The United States Coast Guard is in the news around the clock and around the nation for its heroic acts at saving lives…they show courage, gumption and determination in facing dangers which would cower the ordinary citizen, all to save the lives of strangers….it is a sad day to report on two Coast Guard Chief Petty Officers charged with DUI, one of whom was arrested as he was on his way to work.

From KPIX 5

SAN FRANCISCO (08/31/2014) — Two Bay Area Coast Guard Chief Petty Officers are facing charges of driving under the influence.

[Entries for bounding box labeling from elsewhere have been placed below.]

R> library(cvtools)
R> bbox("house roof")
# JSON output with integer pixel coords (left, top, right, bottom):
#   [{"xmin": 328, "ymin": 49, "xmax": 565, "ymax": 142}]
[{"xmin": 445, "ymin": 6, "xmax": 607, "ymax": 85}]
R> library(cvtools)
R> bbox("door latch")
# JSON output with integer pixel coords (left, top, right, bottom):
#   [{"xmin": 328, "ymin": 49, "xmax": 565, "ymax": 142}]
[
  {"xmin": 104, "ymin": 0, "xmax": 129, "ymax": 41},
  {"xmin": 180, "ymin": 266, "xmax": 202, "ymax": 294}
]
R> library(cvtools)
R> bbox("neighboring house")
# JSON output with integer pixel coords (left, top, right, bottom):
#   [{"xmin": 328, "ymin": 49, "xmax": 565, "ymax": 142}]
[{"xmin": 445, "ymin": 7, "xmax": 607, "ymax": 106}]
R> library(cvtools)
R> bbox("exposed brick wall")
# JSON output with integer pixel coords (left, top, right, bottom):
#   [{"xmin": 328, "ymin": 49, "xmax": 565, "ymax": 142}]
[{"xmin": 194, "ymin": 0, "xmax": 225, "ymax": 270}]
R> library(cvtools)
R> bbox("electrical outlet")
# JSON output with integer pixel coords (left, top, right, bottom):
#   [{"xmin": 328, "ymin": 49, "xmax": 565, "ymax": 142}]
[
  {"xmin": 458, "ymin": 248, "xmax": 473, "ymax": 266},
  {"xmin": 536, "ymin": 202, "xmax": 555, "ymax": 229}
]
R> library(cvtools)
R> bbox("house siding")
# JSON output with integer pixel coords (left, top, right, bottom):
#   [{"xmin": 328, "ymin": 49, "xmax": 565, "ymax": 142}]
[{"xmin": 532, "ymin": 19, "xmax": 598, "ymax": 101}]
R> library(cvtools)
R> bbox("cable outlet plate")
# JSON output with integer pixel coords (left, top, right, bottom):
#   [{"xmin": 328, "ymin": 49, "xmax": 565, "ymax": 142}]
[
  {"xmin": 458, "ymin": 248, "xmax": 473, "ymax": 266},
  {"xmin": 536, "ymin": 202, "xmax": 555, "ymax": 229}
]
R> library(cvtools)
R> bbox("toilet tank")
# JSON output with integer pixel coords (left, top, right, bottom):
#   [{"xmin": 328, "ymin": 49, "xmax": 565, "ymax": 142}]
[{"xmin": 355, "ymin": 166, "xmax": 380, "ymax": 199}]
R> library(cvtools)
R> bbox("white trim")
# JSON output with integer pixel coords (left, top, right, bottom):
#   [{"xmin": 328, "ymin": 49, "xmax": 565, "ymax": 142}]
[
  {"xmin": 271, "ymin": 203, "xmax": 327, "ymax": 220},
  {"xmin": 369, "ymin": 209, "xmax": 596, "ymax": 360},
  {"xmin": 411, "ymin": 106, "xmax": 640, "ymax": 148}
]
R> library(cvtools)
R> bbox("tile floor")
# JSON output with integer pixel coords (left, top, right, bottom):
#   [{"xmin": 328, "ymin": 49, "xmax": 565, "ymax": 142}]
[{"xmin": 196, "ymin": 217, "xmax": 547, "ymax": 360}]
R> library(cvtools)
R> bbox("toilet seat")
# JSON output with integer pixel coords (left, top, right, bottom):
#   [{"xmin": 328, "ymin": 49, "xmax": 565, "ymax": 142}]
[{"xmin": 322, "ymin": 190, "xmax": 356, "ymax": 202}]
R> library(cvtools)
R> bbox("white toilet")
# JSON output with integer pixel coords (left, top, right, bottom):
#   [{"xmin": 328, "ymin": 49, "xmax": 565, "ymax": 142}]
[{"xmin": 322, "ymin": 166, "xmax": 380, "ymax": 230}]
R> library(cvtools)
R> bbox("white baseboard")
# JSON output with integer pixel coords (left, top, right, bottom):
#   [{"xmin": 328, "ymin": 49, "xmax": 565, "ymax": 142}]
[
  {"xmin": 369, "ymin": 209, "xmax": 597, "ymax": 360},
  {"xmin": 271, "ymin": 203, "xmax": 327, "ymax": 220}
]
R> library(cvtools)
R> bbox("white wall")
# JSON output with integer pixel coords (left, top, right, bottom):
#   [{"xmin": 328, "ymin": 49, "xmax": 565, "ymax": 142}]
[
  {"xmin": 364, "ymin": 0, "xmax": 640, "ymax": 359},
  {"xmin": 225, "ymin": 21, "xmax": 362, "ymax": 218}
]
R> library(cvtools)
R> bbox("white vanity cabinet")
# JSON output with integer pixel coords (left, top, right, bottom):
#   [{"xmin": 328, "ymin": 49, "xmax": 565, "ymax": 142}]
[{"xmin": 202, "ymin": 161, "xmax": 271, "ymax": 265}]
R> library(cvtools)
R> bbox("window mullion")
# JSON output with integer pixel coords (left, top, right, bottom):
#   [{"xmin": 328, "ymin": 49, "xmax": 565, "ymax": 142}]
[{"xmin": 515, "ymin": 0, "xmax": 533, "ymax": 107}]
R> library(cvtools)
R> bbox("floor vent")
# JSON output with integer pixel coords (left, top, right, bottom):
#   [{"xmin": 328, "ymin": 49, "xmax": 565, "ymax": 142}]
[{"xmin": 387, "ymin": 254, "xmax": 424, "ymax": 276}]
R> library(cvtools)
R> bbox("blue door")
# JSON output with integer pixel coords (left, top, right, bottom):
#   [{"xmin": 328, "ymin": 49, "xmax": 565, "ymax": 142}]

Authorities said one of the incidents involved an officer in full uniform heading to work.

Chief Petty Officer Michael Padgett was reporting for duty, when the California Highway Patrol stopped him one mile from the Coast Guard gate at Yerba Buena Island.

In his report, the officer said he smelled a strong odor of alcohol. “And I noticed his eyes were red and watery and his speech was slurred,” the officer said. “As Padgett walked, I noticed he had an unsteady gait.”

Authorities said Padgett had a blood alcohol level of 0.18 on a breath test, more than twice the legal limit.

Padgett, a command duty officer, is responsible for dispatching boats and aircraft, coordinating law enforcement, along with search and rescue operations.

In a statement, the Coast Guard said it has a strict policy on alcohol abuse. “Chief Padgett was temporarily removed from his duties as soon as the Coast Guard was made aware of this incident,” the statement read.

“I’m working, and I’m going through the criminal process and everything,” Padgett told KPIX 5.

Five days before Padgett was arrested, another Coast Guard was also arrested for driving drunk.

According to a Brentwood police report obtained by KPIX 5, Chief Petty Officer Warren Weatherford admitted he had been drinking. He measured 0.14 on the breath test.

Weatherford remains on duty managing the team responsible for navigation safety of every commercial vessel moving in the San Francisco Bay region. That includes making sure ships don’t collide with the Bay Bridge.